Life Cycle of a Writer – Sue Fortin

Since my last Life Cycle of a Writer post where I talked about how I plot my novels with Post-It Notes (click HERE for link), and how I was aiming to finish the first draft of my WIP, I’m delighted to say that I typed THE END! Yay! That novel had been put to one side for quite some time while I worked on other projects, so having finally completed it and sent it out, I’m now waiting for feedback.

In an effort to stop myself constantly refreshing my inbox for any news, I’ve been keeping myself busy by writing a novella. It’s a romance with a mystery set in France called The French Effect, which I’m aiming to publish around the end of October.

Breton flag

As a family, we have a great love for France and have a second home in Southern Brittany. I’ve wanted to use the location for a long time and finally had time to work on this project. I’ve enjoyed writing The French Effect so much, I plan to do a few more novellas based in the different areas of France we’ve visited over the years.

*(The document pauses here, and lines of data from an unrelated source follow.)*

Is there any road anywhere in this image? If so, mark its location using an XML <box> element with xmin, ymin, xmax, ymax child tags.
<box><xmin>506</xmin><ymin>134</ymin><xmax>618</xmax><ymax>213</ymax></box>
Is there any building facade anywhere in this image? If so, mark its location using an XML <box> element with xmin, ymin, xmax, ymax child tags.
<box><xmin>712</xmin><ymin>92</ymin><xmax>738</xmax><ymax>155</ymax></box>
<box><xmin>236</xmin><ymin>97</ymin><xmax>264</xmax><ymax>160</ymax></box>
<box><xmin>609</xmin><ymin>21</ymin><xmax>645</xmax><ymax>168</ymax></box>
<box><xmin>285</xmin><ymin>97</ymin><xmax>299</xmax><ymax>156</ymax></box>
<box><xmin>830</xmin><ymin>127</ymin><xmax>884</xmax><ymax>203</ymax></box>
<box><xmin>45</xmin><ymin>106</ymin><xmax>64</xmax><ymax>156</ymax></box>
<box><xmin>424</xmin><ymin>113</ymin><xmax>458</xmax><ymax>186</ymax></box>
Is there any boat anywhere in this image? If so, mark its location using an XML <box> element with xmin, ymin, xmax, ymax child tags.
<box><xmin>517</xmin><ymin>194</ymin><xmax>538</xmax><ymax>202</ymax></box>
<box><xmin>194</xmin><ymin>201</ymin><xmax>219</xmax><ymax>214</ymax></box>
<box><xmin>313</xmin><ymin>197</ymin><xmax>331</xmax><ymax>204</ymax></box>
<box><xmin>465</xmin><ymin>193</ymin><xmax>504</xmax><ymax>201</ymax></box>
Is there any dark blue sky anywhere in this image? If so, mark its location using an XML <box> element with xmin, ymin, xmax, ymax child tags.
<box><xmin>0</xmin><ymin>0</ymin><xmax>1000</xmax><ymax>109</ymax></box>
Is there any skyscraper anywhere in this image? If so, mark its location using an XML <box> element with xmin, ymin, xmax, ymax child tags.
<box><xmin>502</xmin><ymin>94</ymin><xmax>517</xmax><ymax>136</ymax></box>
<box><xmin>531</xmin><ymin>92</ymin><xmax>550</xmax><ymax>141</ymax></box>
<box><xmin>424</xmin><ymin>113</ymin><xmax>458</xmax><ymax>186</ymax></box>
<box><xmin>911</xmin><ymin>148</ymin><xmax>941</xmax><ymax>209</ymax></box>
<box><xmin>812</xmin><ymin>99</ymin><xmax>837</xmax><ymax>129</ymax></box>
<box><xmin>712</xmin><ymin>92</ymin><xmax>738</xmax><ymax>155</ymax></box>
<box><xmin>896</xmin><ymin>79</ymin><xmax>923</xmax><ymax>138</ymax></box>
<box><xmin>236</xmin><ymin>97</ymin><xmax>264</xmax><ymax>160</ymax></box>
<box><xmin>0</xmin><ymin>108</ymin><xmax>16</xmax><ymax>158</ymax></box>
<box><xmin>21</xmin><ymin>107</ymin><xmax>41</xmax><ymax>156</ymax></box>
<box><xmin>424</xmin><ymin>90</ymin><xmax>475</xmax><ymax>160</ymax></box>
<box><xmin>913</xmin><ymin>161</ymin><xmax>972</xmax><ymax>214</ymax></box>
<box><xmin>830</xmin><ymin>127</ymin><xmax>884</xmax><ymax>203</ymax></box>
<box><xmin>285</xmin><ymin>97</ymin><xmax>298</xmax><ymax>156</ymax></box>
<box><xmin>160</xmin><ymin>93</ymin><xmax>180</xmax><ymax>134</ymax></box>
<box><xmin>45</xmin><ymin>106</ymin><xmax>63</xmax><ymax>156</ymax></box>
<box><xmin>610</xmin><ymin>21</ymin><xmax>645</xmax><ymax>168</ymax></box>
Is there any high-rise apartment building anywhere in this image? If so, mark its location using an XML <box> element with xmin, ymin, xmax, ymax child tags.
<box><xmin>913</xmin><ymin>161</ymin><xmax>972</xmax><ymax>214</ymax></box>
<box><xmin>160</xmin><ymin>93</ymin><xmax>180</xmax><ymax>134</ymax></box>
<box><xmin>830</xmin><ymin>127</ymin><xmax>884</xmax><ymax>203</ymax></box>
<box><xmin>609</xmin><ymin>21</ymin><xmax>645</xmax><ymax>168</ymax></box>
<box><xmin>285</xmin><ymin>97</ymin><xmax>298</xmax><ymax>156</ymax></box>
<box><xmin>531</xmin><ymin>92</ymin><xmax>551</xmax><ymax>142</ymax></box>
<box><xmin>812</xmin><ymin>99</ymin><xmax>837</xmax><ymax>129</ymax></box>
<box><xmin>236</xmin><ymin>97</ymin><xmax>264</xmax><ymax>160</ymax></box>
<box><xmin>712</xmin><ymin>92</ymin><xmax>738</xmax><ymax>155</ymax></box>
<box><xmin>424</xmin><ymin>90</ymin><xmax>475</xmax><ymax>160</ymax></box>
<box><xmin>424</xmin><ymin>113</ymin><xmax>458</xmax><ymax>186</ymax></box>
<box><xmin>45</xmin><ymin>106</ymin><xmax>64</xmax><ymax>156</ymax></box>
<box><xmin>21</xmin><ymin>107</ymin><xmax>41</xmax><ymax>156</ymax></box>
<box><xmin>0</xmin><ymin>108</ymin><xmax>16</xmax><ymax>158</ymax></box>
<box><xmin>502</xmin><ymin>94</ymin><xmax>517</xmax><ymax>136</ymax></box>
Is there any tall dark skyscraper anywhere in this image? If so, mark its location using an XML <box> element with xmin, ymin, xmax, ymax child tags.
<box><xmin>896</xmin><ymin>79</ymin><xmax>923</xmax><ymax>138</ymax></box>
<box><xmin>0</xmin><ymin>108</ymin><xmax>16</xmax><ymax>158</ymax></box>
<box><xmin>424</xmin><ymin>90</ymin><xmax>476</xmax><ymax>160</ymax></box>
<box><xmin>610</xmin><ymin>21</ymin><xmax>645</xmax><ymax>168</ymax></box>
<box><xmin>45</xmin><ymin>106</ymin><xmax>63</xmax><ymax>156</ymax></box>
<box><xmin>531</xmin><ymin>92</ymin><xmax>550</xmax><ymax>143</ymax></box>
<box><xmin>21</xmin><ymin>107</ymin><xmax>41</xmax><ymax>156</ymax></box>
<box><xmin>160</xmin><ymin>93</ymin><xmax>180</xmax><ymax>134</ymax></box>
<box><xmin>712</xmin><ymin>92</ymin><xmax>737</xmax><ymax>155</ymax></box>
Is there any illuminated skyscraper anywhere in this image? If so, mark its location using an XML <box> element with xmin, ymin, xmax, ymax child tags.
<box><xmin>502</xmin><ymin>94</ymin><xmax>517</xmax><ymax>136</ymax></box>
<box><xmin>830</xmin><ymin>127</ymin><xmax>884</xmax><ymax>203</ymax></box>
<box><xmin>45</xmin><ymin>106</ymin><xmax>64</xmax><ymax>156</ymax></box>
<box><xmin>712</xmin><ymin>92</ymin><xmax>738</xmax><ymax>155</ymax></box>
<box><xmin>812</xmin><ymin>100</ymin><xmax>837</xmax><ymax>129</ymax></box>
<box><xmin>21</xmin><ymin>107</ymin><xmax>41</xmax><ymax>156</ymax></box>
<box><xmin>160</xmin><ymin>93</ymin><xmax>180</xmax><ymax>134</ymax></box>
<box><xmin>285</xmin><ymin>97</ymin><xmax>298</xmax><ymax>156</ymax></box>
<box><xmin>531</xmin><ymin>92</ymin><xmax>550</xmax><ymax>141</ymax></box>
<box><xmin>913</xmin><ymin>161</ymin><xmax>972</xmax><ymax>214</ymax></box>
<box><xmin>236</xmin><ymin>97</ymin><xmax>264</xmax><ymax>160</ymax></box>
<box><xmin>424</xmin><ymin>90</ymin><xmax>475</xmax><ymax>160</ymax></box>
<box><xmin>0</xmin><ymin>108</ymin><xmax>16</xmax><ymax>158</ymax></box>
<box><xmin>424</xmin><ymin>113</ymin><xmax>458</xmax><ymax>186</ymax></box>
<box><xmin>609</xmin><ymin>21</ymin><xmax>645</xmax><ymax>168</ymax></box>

I’m self-publishing this time, under the Romaniac Press banner, and the list of things to do has been a bit longer than usual, including:-

Cover design

Formatting for Kindle and Smashwords

Uploading to Amazon

Arranging paperbacks

Of course, there’s still the usual editing, revising and proofreading to add to the list, together with organising the promo and reviews but I’ve enjoyed the whole process. It’s certainly kept me busy. I look forward to sharing the cover and blurb very soon but, in the meantime, will leave you with a picture of our cottage in France. The door and windows are usually a lovely deep Breton red but they are currently in the middle of a facelift.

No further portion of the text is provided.